My attempt: I start with the first, trying to prove the second.
- S/~ is defined as the union of all equivalent classes of the form [a]/~, such that a ∈ S. Hence S/ is the number of proper classes of S/~, such that ∪([a]/~|a∈ S).
- Since T≤S ⇒∃(f:S↠T) and f is not an injection.
Proof: Let x1 and x2 be two arbitrary elements from S. Since the number of elements of S is bigger than those in T⇒ under some condition f(x1)=f(x2).
But from AC it follows that if S/~ consists of pairwise disjoint non-empty sets, there exists at least one set C, such that it contains exactly one element in common with each of the sets in S/~. Hence ∃(g:S⤖C) and since T≤C.
But from def of proper classes, namely ∀s1∀s2(<s1,s2> ∈ S/~ ⇒ Comp~(s1,s2)⇔f(s1)=f(s2).
Not sure wether it works, so please help me.
In its current format (i.e., without assuming that range of $f$ is $T$), the second bullet point is equivalent to $|S/{\sim}|\le |T|$.
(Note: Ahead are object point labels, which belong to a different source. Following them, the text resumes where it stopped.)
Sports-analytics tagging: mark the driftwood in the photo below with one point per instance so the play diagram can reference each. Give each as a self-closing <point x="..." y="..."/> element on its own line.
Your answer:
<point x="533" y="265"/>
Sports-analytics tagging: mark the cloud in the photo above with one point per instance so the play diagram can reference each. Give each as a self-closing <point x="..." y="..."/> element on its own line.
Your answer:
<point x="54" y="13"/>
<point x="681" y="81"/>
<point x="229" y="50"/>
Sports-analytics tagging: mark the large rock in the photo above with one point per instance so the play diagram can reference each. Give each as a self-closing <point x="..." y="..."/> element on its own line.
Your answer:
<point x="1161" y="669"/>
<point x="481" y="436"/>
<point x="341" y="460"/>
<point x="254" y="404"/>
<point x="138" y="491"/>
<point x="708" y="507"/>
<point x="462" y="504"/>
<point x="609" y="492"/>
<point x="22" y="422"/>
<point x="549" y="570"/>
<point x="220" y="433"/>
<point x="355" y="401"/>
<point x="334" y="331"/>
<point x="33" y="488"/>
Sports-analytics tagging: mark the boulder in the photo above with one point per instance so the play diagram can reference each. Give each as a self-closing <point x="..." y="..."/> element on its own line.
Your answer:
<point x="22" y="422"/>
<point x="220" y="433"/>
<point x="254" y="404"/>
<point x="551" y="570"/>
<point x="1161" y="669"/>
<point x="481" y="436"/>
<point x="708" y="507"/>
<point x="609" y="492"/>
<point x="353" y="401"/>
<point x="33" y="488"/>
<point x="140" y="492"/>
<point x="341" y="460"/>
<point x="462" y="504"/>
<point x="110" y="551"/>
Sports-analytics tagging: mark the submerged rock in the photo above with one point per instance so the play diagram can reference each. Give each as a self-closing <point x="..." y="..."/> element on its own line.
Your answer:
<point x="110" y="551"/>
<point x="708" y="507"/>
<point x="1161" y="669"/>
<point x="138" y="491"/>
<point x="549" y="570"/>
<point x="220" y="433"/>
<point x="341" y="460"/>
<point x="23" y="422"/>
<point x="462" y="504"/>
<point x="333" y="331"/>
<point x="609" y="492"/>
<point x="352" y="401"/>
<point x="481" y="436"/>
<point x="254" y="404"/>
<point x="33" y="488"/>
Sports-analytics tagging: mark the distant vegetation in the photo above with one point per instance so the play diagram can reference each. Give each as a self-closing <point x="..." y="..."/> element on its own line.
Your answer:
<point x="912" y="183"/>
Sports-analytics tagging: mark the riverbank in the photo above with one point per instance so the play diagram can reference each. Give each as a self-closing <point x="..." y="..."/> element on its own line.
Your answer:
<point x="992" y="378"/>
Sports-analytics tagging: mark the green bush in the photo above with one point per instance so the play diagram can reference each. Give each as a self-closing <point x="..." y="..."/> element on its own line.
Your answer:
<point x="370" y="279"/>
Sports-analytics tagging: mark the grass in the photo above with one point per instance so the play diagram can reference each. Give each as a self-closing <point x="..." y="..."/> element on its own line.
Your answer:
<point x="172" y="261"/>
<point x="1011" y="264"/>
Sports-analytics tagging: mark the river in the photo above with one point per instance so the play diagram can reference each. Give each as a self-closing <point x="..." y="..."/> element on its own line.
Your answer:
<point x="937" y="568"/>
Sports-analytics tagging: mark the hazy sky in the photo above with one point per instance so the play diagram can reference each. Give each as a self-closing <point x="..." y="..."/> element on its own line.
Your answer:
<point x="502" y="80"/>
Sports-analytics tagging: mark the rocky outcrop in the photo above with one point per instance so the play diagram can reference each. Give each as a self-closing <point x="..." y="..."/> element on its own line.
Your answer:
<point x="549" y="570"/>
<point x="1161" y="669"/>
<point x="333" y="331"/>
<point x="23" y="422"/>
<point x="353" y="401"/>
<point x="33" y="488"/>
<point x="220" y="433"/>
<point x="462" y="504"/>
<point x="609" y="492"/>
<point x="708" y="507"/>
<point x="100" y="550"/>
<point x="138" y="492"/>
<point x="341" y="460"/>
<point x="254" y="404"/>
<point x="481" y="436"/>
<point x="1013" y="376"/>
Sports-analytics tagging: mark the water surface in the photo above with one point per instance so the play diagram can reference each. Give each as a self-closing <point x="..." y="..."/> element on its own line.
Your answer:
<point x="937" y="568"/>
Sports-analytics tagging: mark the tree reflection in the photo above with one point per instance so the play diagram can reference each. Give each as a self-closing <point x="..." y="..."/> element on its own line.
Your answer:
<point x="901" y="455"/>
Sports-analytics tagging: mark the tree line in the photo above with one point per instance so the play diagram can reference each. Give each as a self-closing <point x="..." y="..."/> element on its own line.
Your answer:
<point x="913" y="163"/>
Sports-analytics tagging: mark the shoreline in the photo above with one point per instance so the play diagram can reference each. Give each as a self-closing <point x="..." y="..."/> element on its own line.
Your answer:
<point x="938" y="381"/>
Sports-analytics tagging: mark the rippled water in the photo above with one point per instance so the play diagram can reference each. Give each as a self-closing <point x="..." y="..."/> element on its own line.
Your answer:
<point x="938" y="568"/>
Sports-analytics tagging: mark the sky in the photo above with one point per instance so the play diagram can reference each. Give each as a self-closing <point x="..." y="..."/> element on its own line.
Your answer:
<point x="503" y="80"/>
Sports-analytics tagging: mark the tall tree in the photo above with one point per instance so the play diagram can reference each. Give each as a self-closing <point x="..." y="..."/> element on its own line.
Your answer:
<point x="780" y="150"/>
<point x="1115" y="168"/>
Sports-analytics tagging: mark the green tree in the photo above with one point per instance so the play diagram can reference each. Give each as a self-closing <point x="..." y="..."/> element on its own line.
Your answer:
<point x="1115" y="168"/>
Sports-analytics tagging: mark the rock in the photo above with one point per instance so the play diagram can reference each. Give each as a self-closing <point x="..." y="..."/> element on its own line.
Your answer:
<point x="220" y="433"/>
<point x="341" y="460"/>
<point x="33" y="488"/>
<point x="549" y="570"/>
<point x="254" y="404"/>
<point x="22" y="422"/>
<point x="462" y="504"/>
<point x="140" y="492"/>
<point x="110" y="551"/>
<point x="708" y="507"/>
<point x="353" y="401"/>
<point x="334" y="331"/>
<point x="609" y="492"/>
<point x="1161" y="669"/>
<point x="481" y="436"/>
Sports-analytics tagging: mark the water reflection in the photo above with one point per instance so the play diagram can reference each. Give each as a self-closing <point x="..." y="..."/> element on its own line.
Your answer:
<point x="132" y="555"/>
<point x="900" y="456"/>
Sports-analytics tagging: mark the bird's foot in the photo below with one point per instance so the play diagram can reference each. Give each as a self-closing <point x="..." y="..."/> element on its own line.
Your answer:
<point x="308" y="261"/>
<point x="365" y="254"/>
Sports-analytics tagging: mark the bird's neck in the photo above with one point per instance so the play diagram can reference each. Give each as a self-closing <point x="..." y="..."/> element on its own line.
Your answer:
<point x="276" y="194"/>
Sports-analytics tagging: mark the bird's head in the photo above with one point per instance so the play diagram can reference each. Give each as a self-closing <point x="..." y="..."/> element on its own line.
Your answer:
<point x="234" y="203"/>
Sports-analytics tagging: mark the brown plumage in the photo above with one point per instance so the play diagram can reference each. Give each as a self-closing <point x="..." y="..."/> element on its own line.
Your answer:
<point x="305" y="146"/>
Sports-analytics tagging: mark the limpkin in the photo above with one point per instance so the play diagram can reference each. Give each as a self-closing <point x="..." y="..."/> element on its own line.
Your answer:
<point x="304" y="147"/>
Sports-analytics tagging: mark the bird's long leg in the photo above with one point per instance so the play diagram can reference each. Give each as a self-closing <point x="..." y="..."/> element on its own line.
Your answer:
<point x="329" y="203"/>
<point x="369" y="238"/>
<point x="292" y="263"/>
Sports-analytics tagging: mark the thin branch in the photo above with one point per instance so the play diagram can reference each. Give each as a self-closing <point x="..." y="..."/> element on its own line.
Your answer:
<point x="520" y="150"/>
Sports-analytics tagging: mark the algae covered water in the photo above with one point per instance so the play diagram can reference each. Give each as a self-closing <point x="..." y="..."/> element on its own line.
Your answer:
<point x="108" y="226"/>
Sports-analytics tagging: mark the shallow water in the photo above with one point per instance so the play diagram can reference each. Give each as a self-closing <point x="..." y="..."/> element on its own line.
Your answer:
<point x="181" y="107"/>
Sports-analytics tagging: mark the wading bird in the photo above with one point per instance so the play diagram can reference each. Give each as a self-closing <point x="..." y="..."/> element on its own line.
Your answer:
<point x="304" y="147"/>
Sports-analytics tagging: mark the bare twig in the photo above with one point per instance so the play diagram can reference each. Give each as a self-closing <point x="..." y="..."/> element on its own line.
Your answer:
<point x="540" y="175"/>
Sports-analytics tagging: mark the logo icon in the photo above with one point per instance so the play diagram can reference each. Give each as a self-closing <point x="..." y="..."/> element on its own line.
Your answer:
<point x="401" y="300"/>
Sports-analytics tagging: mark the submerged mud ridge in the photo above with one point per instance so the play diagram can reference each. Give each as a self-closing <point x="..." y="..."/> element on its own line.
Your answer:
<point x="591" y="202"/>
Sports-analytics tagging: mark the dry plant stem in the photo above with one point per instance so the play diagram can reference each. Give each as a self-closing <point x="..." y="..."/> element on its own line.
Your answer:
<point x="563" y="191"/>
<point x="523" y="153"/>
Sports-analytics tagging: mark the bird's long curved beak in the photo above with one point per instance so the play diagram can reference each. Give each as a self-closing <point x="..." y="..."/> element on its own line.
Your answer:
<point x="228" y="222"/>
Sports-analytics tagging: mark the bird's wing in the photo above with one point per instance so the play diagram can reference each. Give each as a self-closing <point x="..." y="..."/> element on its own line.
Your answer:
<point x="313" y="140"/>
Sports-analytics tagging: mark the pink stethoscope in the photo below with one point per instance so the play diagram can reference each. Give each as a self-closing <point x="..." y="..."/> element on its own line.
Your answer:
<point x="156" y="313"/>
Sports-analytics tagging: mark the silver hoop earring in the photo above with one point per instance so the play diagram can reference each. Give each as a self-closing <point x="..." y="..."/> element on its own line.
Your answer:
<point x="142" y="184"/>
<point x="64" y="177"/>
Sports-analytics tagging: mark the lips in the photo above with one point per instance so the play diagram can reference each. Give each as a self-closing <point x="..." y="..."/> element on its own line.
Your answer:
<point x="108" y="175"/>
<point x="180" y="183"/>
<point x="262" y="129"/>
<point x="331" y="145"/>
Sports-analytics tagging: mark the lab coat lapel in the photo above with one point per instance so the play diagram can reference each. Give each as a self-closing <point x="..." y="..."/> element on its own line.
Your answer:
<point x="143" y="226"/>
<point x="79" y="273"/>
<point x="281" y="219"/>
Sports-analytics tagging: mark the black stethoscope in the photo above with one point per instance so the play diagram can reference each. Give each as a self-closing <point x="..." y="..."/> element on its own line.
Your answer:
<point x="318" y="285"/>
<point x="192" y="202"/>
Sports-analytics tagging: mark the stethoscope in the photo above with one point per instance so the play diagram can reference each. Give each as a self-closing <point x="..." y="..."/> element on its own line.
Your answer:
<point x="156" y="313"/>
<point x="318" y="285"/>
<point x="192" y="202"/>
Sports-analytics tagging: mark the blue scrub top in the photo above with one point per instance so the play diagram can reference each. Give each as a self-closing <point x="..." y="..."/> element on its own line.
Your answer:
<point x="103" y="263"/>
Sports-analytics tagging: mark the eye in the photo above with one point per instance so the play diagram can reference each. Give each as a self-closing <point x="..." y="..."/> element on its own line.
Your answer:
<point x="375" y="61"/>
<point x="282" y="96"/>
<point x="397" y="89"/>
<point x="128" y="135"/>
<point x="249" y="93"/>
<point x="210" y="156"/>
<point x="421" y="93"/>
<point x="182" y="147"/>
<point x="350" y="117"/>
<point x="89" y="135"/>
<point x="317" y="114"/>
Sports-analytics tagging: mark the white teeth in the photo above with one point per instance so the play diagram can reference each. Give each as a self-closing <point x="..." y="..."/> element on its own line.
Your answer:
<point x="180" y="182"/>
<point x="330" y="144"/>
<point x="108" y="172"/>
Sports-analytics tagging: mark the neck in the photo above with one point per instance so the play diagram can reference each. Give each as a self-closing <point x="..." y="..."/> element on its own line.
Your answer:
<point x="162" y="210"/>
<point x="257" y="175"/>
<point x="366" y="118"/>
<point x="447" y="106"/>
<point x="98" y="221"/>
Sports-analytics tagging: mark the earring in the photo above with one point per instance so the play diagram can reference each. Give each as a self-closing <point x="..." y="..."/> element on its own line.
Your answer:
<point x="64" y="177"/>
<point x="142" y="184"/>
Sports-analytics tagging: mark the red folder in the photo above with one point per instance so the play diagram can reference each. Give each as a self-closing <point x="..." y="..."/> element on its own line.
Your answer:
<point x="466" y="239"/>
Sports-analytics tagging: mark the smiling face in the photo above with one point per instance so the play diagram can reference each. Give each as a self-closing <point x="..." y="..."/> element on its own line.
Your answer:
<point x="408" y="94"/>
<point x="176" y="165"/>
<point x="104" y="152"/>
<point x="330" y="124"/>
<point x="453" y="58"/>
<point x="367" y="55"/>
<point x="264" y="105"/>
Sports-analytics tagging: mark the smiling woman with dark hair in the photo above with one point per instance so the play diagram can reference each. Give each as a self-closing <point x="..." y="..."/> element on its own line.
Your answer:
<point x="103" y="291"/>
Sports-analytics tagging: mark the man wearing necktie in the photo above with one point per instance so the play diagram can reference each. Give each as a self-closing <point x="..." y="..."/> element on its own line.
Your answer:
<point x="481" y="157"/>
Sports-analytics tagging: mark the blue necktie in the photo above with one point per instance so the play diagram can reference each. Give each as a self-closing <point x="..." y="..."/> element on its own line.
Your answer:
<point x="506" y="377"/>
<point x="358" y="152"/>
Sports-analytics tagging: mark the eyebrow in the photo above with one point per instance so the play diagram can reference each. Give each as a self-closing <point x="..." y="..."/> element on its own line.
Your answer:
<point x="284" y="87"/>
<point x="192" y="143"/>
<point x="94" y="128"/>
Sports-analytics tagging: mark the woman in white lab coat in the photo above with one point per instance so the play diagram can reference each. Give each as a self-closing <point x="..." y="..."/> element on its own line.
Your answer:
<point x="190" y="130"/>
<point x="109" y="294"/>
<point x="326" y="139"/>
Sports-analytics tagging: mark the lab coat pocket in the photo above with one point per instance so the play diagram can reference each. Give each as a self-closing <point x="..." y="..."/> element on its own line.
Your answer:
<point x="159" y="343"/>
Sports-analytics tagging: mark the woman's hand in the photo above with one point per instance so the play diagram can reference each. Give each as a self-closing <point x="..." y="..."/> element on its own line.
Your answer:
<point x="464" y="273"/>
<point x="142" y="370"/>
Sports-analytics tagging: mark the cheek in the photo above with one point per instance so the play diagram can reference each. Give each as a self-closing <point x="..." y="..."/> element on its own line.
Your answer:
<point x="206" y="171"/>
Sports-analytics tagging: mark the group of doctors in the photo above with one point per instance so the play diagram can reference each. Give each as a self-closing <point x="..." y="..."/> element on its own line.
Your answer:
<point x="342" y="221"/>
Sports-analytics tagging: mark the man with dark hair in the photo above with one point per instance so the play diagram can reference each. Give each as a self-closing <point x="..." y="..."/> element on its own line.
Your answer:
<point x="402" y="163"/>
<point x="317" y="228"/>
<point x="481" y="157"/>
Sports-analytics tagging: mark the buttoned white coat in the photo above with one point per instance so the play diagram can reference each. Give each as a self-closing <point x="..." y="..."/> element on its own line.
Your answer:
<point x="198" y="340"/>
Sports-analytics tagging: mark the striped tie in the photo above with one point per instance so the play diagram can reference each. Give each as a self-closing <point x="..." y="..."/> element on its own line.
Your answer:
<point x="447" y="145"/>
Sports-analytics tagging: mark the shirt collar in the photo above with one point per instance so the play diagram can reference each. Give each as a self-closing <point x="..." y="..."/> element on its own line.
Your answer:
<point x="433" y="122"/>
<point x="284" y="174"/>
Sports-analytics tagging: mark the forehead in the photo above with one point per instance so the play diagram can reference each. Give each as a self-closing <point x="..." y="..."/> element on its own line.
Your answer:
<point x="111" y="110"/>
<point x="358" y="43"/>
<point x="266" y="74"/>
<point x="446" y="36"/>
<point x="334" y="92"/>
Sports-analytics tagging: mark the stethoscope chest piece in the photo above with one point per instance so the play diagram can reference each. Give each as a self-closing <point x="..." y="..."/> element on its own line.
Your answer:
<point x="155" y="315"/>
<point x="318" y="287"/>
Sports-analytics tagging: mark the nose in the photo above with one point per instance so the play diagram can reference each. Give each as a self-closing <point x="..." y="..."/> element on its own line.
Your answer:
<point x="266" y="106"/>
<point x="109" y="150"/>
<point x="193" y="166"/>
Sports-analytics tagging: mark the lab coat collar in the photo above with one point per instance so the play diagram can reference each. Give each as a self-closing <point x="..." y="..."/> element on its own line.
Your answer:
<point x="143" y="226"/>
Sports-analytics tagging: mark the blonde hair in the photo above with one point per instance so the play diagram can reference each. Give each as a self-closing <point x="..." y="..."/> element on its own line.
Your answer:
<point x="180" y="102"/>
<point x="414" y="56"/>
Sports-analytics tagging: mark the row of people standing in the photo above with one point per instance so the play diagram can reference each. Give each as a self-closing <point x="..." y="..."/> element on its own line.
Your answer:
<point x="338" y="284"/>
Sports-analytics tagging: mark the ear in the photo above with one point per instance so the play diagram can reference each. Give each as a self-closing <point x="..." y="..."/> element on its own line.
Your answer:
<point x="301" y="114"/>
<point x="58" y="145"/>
Indeed, if a function $f:S\to T$ satisfies $f(s_1)=f(s_2)\implies s_1\sim s_2$, then, using axiom of choice, choose a representative of every equivalence class by a function $u:S/{\sim}\,\to S$ that satisfies $\pi\circ u={\rm id}$ where $\pi:S\to S/{\sim}$ is the natural map $\pi(s)=[s]_\sim$.
Then the condition on $f$ implies that $f\circ u:S/{\sim}\,\to T$ is injective.
For the other direction, if $g:S/{\sim}\,\to T$ is injective, then the composition $g\circ\pi:S\to T$ satisfies the condition.
If, moreover $f$ in second bullet point is assumed to be surjective, then it also implies $|T|\le |S|$ (by taking any right inverse of $f$, which exists by the axiom of choice).
Finally, assuming injections $g:S/{\sim}\,\to T$ and $h:T\to S$, we can define $f$ so that
$\quad f(s)=t\quad$ if $h(t)=s$ and $t\notin{\rm range}(g)$
$\quad f(s)=g([s]_\sim)\quad$ otherwise,
then its range is $T$ by construction, and verify that it satisfies $f(s_1)=f(s_2)\implies s_1\sim s_2$.